First published in 1979, the CAN/ULC-S102 Standard is titled the Standard Test Method for Surface Burning Characteristics of Building Materials and Assemblies. The primary purpose of this standard is to determine the Flame Spread Value (FSV) and Smoke Developed Value (SDV) when each sample is exposed to fire following this test method.
Although CAN/ULC utilizes the Steiner Tunnel test method, like ASTM E84 (or UL 723), the CAN/ULC test method maintains a few variations and FSV/SDV are calculated differently.
Surface burning characteristics are reported from the results of not less than three identical test specimens. The numerical averages of FSV and SDV are reported as Flame Spread Rating (FSR) and Smoke Developed Classification (SDC). Triplicate testing is a requirement for CAN/ULC-S102 and the National Building Code of Canada (NBCC). For this reason, the CAN/ULC-S102 Standard is considered more rigorous than ASTM E84 (or UL 723).

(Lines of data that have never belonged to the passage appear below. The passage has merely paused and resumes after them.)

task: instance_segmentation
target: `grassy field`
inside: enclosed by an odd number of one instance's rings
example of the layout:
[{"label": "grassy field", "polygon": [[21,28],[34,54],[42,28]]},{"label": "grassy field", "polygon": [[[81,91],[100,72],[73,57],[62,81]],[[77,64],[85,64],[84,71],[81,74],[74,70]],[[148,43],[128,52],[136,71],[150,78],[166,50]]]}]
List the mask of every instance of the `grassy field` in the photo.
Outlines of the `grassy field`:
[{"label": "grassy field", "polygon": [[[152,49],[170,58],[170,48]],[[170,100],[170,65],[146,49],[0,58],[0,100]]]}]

Like ASTM E84 (or UL 723), insulation manufacturers report CAN/ULC compliance with a FSR less than 25 (< 25) and a SDC less than 50 (< 50). ASTM E84 (or UL 723) are reported as Flame Spread Index (FSI) and Smoke Developed Index (SDI).
AEROFLEX EPDM™ closed-cell elastomeric pipe and duct insulation passes CAN/ULC-S102 through 2” [50 mm] thick.